7 Things To Never Say During A Job Interview

Even if you’re sitting at a table drinking coffee together, a job interview is not a friend-to-friend talk. The interviewer is there to determine if you’re a good fit for the company and the position. You’re there to determine if the company is a good fit for you. Especially in an early round discussion, this is not the time to say everything on your mind. Here are some comments to skip or at least save until later in the process.

 Never Say During A Job Interview

1. My last boss was awful

This is number one. Even if your former boss could win a national Worst Boss contest, saying so to an interviewer reflects badly…on you.

“As a recruiter or hiring manager, I don’t want to hear you talk negative about your former employer or manager whether you mention their name or not,” says K.J. Proctor, executive headhunter with John H. Proctor & Associates. “If you’re coming in with that attitude, I know you’re going to bring it with you. I hear the critiquing and negativity and I’m not going to hire you.”

Criticizing your former boss shows you may have a problem with authority, says Toby Haberkorn, executive search consultant and co-author of "Best Job Search Tips for Age 60-Plus." “There are two sides to every story. No one is looking for a problem.”

If the interviewer asks why you left your job, be diplomatic and vague. You might cite differences of opinion in leadership styles.

2. Show me the money

Asking about salary too early in the interview process signals you’re only interested in the pay—not about fitting into the company and how you can add value. “You’re not showing enough interest in the job,” Haberkorn says. “The employer first wants to have a good understanding that you can do the job. Once you’re seen as a serious candidate, the employer will bring it up.”
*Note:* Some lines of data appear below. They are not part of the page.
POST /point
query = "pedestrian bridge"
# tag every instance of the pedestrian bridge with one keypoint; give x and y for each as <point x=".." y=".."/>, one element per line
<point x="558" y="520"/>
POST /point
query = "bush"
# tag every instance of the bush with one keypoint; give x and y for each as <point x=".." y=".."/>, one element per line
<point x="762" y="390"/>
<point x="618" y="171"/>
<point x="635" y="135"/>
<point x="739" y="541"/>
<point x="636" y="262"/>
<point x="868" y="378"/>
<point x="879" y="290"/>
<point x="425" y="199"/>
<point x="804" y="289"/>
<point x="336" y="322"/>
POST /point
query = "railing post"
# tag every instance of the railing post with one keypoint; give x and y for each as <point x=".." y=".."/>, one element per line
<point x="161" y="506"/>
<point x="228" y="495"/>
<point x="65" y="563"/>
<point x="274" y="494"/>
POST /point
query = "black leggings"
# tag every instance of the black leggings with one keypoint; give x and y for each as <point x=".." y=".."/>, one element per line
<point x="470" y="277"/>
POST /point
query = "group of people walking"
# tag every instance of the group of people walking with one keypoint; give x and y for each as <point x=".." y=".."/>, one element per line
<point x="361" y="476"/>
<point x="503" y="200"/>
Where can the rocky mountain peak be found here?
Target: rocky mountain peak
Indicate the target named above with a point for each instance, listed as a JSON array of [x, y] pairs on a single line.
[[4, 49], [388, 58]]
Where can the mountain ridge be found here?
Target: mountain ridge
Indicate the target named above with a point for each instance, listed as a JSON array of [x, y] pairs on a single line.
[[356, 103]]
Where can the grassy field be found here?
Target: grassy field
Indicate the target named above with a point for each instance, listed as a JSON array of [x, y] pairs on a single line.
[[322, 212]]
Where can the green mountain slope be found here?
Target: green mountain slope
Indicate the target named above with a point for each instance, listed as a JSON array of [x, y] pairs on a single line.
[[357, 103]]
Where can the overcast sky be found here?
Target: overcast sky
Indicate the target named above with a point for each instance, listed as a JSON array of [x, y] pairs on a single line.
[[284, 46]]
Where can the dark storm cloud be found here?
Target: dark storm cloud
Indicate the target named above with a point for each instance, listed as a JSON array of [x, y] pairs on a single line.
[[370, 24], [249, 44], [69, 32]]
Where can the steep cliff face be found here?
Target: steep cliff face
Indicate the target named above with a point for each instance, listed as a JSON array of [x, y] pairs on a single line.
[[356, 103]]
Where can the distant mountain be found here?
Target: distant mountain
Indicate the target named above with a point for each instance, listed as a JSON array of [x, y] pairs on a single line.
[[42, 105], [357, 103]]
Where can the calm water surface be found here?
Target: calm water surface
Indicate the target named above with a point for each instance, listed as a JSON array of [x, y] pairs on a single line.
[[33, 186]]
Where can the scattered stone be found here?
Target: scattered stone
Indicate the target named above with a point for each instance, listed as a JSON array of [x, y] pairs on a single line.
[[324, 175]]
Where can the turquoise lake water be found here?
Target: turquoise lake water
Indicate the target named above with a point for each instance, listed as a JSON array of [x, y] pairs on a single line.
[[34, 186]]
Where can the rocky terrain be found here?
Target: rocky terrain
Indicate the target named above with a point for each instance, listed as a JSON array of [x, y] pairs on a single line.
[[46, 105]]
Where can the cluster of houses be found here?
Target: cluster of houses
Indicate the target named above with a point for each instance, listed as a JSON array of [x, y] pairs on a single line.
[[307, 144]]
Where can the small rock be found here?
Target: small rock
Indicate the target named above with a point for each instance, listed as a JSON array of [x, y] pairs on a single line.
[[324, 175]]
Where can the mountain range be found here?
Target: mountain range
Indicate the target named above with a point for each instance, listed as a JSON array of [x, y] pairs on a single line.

After several interviews, if the employer doesn’t bring up pay, you can certainly ask what the budget or range is for the position. Do your homework so you know what other companies are paying.

3. How about vacation?

How much personal leave do I get? Asking about vacation, sick leave, personal leave or comp time during an early interview signals you care more about your time off than time working. The time to ask about vacation, sick leave and other benefits is after the company offers you the job, Proctor says. Ask too early and you won’t get an offer.

“When you’re in a high-powered company working as a team, you don’t want two or three whose major focus in ‘How many days do I get off per month,’” Proctor says. “The running joke used to be, ‘I come here for my check and you expect me to work?’”

4. Life is tough

I’m going through a divorce. I’m having a tough custody battle. I have to put my dad in a nursing home. “It’s surprising how many people will say these things in a job interview,” Haberkorn says. “It’s such a strong component of what’s going on in their lives, they just let it out without thinking. Employers won’t hire someone who they see as having personal problems that will interfere with work.” Make arrangements for backup to handle those situations and certainly don’t bring them up during the interview process.

5. I never…

Any comment that starts, “I never” reflects poorly on you. I never make coffee. I never travel. I never work over the weekend. “If you know there are some things you can’t bend on, then do your due diligence before the interview,” Proctor says.

6. Nope, no questions

When a potential employer asks if you have any questions for her and your answer is, “no,” that sends a bad message. “This shows you don’t have serious interest in the job and that you haven’t done any research about the company or job,” Haberkorn says. “The interviewer may wonder about your commitment to the position being offered. There’s a type of person who likes to get interview practice. If you don’t have any questions, the interviewer will think you’re just interviewing for practice.”

7. I have a side gig

Whether it’s selling cosmetics, personal training, selling on eBay or some other side hustle, the interviewer does not want to know you have a side gig. The employer will wonder about your commitment to the job and whether you’ll use company resources to support your other business, Haberkorn says. If the only business cards you have are for the side gig, get some more made before the interview.

The bottom line: Certainly ask relevant questions about the company and the industry. But if you’re wondering whether you should bring up something personal during the interview, the answer is probably no. Silence is golden.